Qual è il romanzo perfetto? La domanda, posta in termini assoluti, non avrebbe senso. Il romanzo perfetto, in cruda sostanza, è quello che riesce a piacere a più persone possibile. Per dirla in semiotica: che sappia prevedere un numero assoluto di lettori modello, così da appagare chi è in cerca di una storia, magari d’amore, chi vuole evadere dal quotidiano, sognando la vita altrui e chi, tra le pagine di un libro, cerca davvero il senso della vita.

Mi chiamo Lucy Barton“, ultima opera della statunitense Elizabeth Strout, già premio Pulitzer con una raccolta di racconti (Olive Kitteridge), chiariamolo subito, non fa nessuna delle tre cose. Eppure è un romanzo perfetto. Certificato di garanzia, in questo caso, è il fatto che il giudizio arrivi da un numero innumerevole di fonti: i lettori americani e italiani, per dire, così diversi tra loro. Oppure gli amanti di generi cerebrali, più riflessivi, ma anche gli amanti di un mondo più pulp.

Il primo dei due universi è un vecchio e fetido garage, abbandonato nella periferia agricola di un buco nero della sterminata provincia americana, Amgash, Illinois. In quella casa, si fa per dire, si svolge la vita ai margini di una ragazzina, che i compagni ignorano perché puzza di povertà, non si sa vestire, e ha una strana famiglia al seguito. Il secondo mondo è quello in cui si svolge il libro: New York. Bella, pulita, asettica eppure così piena di vite, storie, stimoli e miti.

Lucy Barton è tutti e due quei mondi. Il primo è quello della sua infanzia. Il secondo quello del presente, in cui la donna – giovane scrittrice in erba -, si ritrova per due mesi a causa di un’infezione in una camera d’ospedale, lontana da suo marito e dalle sue due figlie, e da quel mondo luccicante della Grande Mela là fuori, che l’ha affascinata al suo arrivo e che continua ad attrarla.

La malattia è una bestia strana: è in grado di aprire gli occhi alle persone per costringerle a guardare quanto è bella la vita quotidiana che fino a un giorno prima disprezzavano. Questo, però, non è affatto un libro di malattia e dolore. E’ il libro di una camera d’ospedale, questo sì. E di una donna fuggita dal suo passato di povertà a suon di buoni voti, che ai margini di quel suo letto d’ospedale vede spuntare, d’improvviso, la madre che non è venuta al suo matrimonio, che non conosce le sue nipoti e che da piccola non l’ha mai baciata.

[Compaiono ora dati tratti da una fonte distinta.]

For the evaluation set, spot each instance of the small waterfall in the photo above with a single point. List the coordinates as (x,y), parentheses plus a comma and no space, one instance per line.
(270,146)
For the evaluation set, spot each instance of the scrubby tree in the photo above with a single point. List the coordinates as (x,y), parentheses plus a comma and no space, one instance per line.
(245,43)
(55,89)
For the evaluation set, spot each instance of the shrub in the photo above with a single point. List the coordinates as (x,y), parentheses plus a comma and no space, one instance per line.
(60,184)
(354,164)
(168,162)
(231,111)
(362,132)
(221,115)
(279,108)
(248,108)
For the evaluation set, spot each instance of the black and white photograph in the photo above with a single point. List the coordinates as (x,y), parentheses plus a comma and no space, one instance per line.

Brutta storia, anzi, bellissima. Perché nel dialogo tra le due che si instaura non c’è nulla davvero malinconico o pietoso. ‘Mi chiamo Lucy Barton’, fatte salve tutte le premesse, è un libro divertentissimo. Pieno di vita vera, non surrogata dai ricordi o le speranze di un malato. Vita concreta, vissuta senza lustrini o poster patinati (ci starebbero, ché gli anni in questione sono gli Ottanta), vita di rabbia e di azioni concrete. Ricordi d’infanzia lasciati a macerare sotto gli strati più profondi dell’anima. Cose indicibili che, poi, indicibili non sono affatto. Amori e tradimenti, veri o presunti. Pettegolezzi, questo sì, perché cos’è poi un romanzo, se non insinuarsi per un poco nella vita altrui?

Ma ci vuole stile a farlo, e questo è il punto. E di stile, queste pagine, sono scolpite. In questo di sicuro c’è perfezione. Elizabeth Strout sa costruire le sue frasi, sa descrivere i silenzi, emozionare coi sentimenti, senza cedere mai al fascino facile dell’aggettivo inutile. Una storia fatta di cliché (la Grande Mela, la provincia americana, la malattia, il rapporto ritrovato tra madre e figlia e vagonate di altre consuetudini), ma che nel cliché riesce a non scadere mai.

Nessuna frase è inutile o fuori posto. Nessuna indulgenza è mai chiesta al lettore: il libro è perfetto, e di perfezione può soltanto stupire, lasciando attorno a sé, dopo la lettura, la sensazione che di quel tempo speso troveremo un senso, e che un’impronta di quelle parole da qualche parte resterà appiccicata, pronta a ricreare la sensazione di aver amato Lucy Barton e la bellezza della sua storia. Vivaddio, ogni tanto succede ancora.